When the BBC transmitted Coast for the first time it was a
magnificent programme that inspired thousands to explore our land. Ray Mears, Bush
craft, Northern Wilderness and Survival with Ray Mears proved so popular that
other programmes soon followed. Dead or Alive, Mantracker and many others
inspired a human desire to challenge, to experience, to 'be' the one to test
their own abilities against Nature itself. I cannot deny they also influenced
my own current choices. I blame Ray Mears for inspiring my itchy foot syndrome,
his display of skills, interesting bits and pieces, his Wild food programme,
all tickled the restless me. All; filmed with his unique personality shining
through, the sincerity, the genuine love of the land, and it spoke to that
hidden part of my soul.
I am not as ingenious, knowledgeable or clever as Ray Mears,
I am 63, a little old lady...how could I have my adventure, bring into it as
much as is possible of all that has inspired me, and keep myself
safe.........there was the seeds of it all, lay before me, less than two months
ago.
Today is the decision day. The light at the end of the
darkness; is there, in my own hands. All the research has come together,
all the inspirations, the positives and the negatives have joined the dots of
my questions into a workable theory and it is time.
My time.
Throughout my mental processing I have had the support of a
network of beautiful people. Friends, sisters in strife, brothers in bother and
steady, balanced people with thoughts, concerns, objections, promotions and a
variety of comments... (most not printable in an article viewed by any age
group).
I have been told to stop, to do it, to wait, to go now and
advised methodically and consistently to do my research before I make my decisions.
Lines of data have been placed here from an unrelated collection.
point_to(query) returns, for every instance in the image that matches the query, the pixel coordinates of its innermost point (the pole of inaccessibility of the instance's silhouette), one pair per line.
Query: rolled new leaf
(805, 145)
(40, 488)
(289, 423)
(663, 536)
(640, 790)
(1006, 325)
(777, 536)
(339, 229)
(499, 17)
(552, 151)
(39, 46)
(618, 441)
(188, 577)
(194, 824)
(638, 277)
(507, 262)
I have taken it all on board.
Those who have written, e mailed and rung me, in boxed me
with numerous links and articles have had my very best interests at heart. For
that I love them unconditionally. To be the focus of so many person’s real
concerns, expressed in terms they knew I could accept fully, is humbling.
I have, taken it all on board, I have begun my own physical
processes and I am determined.
I will begin my adventures, with Caesar and Jake as my
companions, cameras and lap top, kindle and I phone all safely tucked up in my
little car by the end of October.
I am ready, my heart, my body, my mind is all focused on the
journey yet to be.
At the root of it all is the thoughts that began this madcap
idea.
My father, bless his soul, passed to the next realm at the
age of 67, my dear mother is still with us at the magnificent age of 87, heart
whole, mind as sharp as a blade and more life in her little finger than I have
in my entire self.
The thought was simple,
IF I live as long as my Dada then I have 4 Christmases, 4
Birthdays, 4 years to enjoy all that I have so much wanted to see and
experience.
IF I am blessed with my Mothers energy and hold on life, I
will only have a limited time before my body will be too fragile to take the
many extra testing points such a journey will naturally create.
It is time, I have maybe 4 maybe 24 years ahead of my life.
It is time.............to hit the road.